After the collapse of the TNT trial, ordered to a re-trial because a lay panel judge reached her retirement age, the same presiding judge Ognen Stavrev is also ending the 2012 Good Friday massacre trial.

The massacre of four ethnic Macedonain youngsters and an adult man at the small Smilkovsko lake north of Skopje in 2012 was perpetrated by a group of ethnic Albanian islamists with the apparent goal of sparking a civil war. The three killers were sentenced to life in prison (two of them in absentia after fleeing to Kosovo). A number of accomplices were sentenced as well, but the case was brought for re-trial before judge Stavrev on the insistence of the now ruling SDSM party.

SDSM party leader Zoran Zaev was promising he possesses additional evidence which will shed a new light on the massacre, and used this promise to bring ethnic Albanian voters to his side, as Albanian language media outlets bought into the conspiracy theory he was spreading. Zaev rejected the desperate pleas of the families of the four killed boys to reveal this evidence he allegedly possesses, and demanded that the case is retried by his loyal Special Prosecutor’s Office, while the one killer and accomplices detained in Macedonia were released from prison. Subsequent hearings before judge Stavrev that revealed nothing new or of interest is contained in the tapes and text messages which Zaev claimed are key to the trial.

Judge Stavrev slow-rolled the Good Friday massacre trial as he was desperately trying to speed up the TNT trial before one of the lay judges on his panel had to resign.

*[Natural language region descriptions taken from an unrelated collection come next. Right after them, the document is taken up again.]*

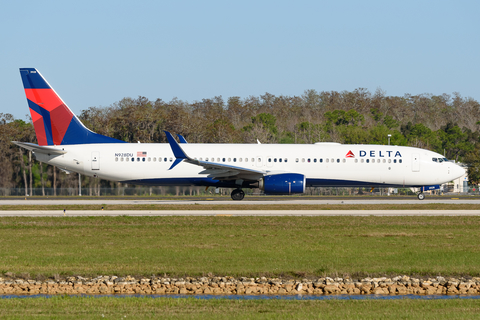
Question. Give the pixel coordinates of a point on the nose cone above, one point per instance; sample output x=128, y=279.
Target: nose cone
x=457, y=171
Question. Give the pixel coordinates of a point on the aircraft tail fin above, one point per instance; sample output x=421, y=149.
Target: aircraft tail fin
x=54, y=122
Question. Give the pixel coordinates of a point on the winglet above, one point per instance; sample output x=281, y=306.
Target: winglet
x=176, y=149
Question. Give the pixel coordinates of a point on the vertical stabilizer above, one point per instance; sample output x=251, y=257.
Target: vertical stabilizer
x=54, y=122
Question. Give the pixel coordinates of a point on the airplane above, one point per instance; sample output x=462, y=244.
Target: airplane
x=276, y=169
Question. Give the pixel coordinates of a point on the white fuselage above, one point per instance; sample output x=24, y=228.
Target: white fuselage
x=323, y=164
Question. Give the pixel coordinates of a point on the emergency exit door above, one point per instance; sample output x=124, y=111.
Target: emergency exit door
x=415, y=162
x=95, y=160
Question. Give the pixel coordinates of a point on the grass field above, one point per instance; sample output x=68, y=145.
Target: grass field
x=139, y=308
x=240, y=246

The judge finally resigned this week, and Stavrev reluctantly accepted that the TNT case will be re-tried yesterday. Now, along with the Good Friday trial will also have to start again, for the same reason. The court has declared that they will try to have the case resume from where it was at the latest hearing, without the need to present the entire evidence again before the new panel judge, but it’s unclear at this point whether this proposal will stick, given the chaotic state the Skopje court is in.